Let's just say the plot was inspired by de Sade's life, rather than based on it. One nice point, this "Sade" is just as antireligious as the original, but his quips are better: "Your god hung up his own son like a side of veal -- I can only imagine what he'd do to me."
In any case, the character here is a writer locked up in a madhouse, who above all must keep on telling stories (in this case pornographic and/or violent) to live; and an establishment which simultaneously condemns his writing and (very literally) profits from it. The authorities keep taking away his writing instruments (the 'quills' of the title), but he perseveres, using wine, blood, even feces to keep scribbling away.
I realize they're trying to make some political points here, but they're not well thought out. For example, the virginal Madeline says "If I wasn't such a bad woman on the page, I couldn't be such a good woman in life." This sounds clever but it's not at all true: virgins don't read pornography as part of a program of self-restraint, nor does it seem plausible that it would have this effect. The screenwriter knows this, too, as shown by the carryings-on of some of the minor characters.
Better served is the idea that Sade's writing is no more horrific than the world he lived in, specifically the Terror which followed the French Revolution. This is reflected both in the opening scene (which I won't divulge, but is quite well done) and Sade's excellent line (to Coulmier), "I've been to Hell. You've only read about it in books."

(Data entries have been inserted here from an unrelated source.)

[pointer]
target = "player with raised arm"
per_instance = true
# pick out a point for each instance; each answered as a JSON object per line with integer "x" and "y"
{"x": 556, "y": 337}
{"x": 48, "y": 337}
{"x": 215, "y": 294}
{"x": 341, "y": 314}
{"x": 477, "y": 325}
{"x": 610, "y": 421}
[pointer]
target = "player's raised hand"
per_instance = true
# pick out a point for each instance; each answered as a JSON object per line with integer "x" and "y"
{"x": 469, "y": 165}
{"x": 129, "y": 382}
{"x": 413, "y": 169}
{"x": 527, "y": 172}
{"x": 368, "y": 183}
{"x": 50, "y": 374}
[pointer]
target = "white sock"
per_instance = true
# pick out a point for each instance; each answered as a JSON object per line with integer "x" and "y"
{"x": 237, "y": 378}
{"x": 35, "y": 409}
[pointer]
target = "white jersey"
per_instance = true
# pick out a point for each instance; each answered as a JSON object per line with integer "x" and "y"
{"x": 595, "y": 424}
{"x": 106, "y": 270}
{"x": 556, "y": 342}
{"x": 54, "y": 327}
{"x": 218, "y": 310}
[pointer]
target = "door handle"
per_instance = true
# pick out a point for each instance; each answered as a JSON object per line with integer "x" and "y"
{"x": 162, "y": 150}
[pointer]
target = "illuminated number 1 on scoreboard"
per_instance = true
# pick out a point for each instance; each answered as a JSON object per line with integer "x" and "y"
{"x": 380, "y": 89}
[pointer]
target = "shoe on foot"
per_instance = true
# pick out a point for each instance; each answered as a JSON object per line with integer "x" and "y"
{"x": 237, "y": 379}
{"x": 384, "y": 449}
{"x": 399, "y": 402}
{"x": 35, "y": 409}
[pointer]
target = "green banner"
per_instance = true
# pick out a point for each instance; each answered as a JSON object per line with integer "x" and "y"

The characters are not particularly complex, but the actors do an excellent job of hiding this. The hardest job is given to Michael Caine, whose character is really a cartoon villain, but he carries it off.
I think I can warn you without 'spoiling' that the film has a nice 'madmen playing telephone through the prison walls' sequence about two-thirds of the way through, but the plot goes disappointingly awry after that.
It should be noted that film owes much -- perhaps too much, there are many near-quotations -- to such wildly diverse sources as "Silence of the Lambs" (gore, mayhem, an imprisoned mad genius), "The Pillow Book" (a mania for writing and reading made flesh), and, most expectably, "Marat/Sade" (the politics of nihilism vs. revolution). It's unfortunate that "Quills" is not as good as any of them.